We would like to take this opportunity to thank Nadeau and her staff for both drafting the Bill and marshalling it along the approval process. Our thanks also to Councilmember Mary Cheh and her staff and Councilmember Vincent Gray for supporting Bill 22-0223 and for the hard work and thought put into improving its contents as it moved forward.

Along the way 13 ANCs in Wards 1, 2, 3, 5, and 8 sent resolutions to the DC Council supporting clean, safe public restrooms and Bill 22-0223. Beyond that, 24 organizations from a variety of sectors in DC sent a letter to the DC Council supporting Bill 22-0223; and over 2,000 individuals who signed petitions supporting clean, safe public restrooms and urging the DC Council to vote for Bill 22-0223 before the end of this year.

We also received a lot of positive media coverage: Channels 5, 7, and 9 reported on Bill 22-0223; the Kojo Nnamdi Show invited us to appear (twice), and the Behind the Mind Show of We Act Radio also brought us on. Finally, Street Sense wrote four articles on our work, and many other great articles came from The Current, Hill Rag, DC Line, WTOP, and Curbed DC for their reporting.

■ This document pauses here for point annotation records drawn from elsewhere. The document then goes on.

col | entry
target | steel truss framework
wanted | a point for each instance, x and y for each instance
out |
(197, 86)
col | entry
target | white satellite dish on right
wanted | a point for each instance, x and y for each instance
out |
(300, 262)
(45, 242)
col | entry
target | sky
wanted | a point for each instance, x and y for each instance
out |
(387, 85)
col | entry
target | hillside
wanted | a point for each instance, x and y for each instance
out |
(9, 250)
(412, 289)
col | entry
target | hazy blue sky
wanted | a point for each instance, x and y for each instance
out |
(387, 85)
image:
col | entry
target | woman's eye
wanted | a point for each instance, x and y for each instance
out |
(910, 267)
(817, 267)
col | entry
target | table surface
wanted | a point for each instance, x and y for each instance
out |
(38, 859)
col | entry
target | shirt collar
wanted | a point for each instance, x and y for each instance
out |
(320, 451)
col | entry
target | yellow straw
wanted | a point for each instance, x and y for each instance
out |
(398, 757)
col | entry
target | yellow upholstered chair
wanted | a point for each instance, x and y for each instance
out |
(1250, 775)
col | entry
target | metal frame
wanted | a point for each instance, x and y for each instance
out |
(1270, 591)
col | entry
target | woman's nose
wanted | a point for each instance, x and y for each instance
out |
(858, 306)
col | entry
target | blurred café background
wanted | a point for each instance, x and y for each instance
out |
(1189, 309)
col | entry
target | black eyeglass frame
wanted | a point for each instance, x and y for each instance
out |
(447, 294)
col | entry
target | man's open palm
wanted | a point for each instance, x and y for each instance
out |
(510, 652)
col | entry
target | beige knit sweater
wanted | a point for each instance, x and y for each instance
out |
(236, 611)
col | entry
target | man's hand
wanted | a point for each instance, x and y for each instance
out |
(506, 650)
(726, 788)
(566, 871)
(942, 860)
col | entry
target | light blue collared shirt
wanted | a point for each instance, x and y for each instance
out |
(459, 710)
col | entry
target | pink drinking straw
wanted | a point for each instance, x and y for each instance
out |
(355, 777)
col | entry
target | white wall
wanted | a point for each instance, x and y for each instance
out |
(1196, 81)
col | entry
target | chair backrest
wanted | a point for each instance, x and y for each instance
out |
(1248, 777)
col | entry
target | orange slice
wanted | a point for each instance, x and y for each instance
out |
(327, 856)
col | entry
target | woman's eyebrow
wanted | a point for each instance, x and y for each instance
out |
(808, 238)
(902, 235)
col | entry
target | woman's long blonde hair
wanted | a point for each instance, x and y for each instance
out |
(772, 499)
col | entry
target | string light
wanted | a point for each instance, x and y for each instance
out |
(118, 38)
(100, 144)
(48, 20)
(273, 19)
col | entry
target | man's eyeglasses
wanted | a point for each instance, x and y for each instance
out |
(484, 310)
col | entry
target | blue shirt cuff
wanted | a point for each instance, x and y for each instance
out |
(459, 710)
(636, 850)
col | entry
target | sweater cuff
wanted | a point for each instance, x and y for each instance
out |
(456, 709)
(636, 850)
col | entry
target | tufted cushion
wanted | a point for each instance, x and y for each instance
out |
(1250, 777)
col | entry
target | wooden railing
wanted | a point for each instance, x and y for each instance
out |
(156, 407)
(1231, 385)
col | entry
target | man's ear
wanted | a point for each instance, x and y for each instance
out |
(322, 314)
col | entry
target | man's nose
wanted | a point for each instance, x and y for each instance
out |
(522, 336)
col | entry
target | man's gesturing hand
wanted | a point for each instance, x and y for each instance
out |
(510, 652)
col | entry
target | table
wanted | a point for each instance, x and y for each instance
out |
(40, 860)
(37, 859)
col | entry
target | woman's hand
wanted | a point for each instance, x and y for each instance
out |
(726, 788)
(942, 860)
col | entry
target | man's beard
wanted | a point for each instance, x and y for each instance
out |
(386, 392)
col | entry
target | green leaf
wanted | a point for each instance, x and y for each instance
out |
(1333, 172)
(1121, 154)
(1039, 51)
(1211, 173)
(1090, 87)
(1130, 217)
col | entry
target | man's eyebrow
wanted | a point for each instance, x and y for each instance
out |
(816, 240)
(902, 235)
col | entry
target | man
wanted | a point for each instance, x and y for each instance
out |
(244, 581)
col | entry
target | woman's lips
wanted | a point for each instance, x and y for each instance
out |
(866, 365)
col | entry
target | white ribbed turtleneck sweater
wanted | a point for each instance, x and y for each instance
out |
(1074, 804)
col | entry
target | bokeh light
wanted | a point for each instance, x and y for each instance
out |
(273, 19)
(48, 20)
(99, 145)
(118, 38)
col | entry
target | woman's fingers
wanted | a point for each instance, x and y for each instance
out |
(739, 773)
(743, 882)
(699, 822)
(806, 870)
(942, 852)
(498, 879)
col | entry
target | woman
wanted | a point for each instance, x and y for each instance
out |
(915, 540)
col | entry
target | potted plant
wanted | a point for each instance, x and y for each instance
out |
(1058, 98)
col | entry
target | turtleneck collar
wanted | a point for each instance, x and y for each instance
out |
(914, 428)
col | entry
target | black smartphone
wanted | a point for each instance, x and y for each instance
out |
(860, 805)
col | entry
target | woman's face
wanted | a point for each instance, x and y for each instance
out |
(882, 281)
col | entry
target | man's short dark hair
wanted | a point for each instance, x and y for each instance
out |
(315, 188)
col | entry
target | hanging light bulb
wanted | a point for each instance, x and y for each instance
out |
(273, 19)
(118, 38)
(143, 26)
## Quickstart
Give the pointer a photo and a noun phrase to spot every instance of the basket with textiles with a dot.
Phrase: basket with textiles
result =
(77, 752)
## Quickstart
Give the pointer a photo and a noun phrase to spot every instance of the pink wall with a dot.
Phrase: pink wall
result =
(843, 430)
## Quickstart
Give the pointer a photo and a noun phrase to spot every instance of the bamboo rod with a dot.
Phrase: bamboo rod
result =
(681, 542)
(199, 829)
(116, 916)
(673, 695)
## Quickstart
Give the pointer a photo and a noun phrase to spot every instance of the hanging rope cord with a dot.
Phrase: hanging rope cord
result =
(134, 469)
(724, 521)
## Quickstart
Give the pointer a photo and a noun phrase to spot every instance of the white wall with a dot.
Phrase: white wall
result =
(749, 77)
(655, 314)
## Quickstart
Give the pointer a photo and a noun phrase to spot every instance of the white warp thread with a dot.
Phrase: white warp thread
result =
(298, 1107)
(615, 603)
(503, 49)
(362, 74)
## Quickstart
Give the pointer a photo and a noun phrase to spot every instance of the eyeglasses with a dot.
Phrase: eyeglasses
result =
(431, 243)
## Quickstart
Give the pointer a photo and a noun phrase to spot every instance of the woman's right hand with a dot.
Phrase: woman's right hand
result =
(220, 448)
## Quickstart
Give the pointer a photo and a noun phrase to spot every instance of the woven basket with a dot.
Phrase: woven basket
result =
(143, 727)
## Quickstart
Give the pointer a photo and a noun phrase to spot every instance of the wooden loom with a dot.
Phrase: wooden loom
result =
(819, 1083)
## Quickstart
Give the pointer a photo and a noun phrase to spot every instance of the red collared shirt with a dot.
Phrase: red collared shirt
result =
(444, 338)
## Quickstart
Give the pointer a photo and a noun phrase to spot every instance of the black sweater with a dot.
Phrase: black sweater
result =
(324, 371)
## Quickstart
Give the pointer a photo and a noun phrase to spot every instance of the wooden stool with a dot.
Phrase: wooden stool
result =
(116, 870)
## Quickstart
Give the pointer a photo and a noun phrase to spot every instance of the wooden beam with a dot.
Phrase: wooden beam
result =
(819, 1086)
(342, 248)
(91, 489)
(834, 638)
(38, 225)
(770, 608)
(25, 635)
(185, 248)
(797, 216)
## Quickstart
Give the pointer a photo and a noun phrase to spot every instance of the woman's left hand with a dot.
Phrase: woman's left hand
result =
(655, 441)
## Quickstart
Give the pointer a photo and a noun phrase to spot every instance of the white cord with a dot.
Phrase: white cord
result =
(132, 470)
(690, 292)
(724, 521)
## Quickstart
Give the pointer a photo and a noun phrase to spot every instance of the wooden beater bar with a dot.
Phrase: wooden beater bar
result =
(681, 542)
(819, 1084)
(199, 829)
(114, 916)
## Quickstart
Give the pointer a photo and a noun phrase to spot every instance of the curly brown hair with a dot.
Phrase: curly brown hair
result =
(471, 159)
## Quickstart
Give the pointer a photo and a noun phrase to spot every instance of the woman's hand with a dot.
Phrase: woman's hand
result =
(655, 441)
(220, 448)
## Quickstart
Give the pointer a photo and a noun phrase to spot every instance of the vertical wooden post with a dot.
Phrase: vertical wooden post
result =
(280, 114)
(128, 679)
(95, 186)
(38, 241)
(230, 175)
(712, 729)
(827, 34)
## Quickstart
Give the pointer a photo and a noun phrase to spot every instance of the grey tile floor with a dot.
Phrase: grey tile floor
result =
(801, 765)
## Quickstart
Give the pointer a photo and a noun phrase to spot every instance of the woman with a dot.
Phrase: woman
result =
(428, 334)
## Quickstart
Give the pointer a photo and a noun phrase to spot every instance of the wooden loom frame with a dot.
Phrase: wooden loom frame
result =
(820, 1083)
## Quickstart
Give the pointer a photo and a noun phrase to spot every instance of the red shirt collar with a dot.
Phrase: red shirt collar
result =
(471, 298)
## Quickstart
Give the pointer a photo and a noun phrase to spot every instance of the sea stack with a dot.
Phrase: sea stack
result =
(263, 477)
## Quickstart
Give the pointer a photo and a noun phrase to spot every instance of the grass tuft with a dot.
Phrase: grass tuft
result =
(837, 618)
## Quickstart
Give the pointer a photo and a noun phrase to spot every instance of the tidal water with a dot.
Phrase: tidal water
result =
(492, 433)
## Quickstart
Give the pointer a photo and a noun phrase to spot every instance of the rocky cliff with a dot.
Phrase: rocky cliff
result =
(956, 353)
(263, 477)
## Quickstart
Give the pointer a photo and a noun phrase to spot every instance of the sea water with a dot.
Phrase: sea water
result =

Finally, our sincere thanks to Greater Greater Washington for issuing two articles on our Initiative and Bill 22-0223 on September 4 and September 14, and for joining us in advocating for clean, safe public restrooms in DC by jointly issuing a petition in October urging the DC Council to vote on Bill 22-0223 and for issuing several calls to action.

We look forward to meeting with Mayor Bowser and her staff to share the research behind the bill, and are available to assist the working group that she will be forming in any way we can over the coming months.

Thank your councilmember!

Marcia Bernbaum, retired from a 20-year career in international development with the US Agency for International Development (USAID), is a proud member of the People for Fairness Coalition (PFFC). Since 2014 she has been Mentor and Advisor to PFFC's Downtown DC Public Restroom Initiative which advocates for clean, safe, public restrooms available for everyone in needed areas of Washington, DC. You can email her questions about the initiative at marcy@pffcdc.org.

George Olivar is a Buddhist Monk who came to DC in 2014 after spending 20 years in monasteries in Asia to study Buddhist texts in the Library of Congress. He unexpectedly found himself homeless because he couldn’t live on his social security. Now housed, George has been a member of PFFC for four years and is an active participant in PFFC's Downtown DC Public Restroom Initiative.

John McDermott is formerly homeless and now has his own apartment. He was a founder of the People for Fairness Coalition in 2008, where he has worked tirelessly on advocating for housing for the less fortunate. John believes that it is important that people know how critical it is for everyone to have ready access to a clean, safe public restroom when they need it.

Janet Sharp has been an activist since 2012 at the age of 65 when she started applying for housing and finding that the District doesn’t have enough housing for everyone and no clean safe public restrooms available 24/7 downtown. She been a member of PFFC for four years, and will continue to be involved in all issues that PFFC is working on.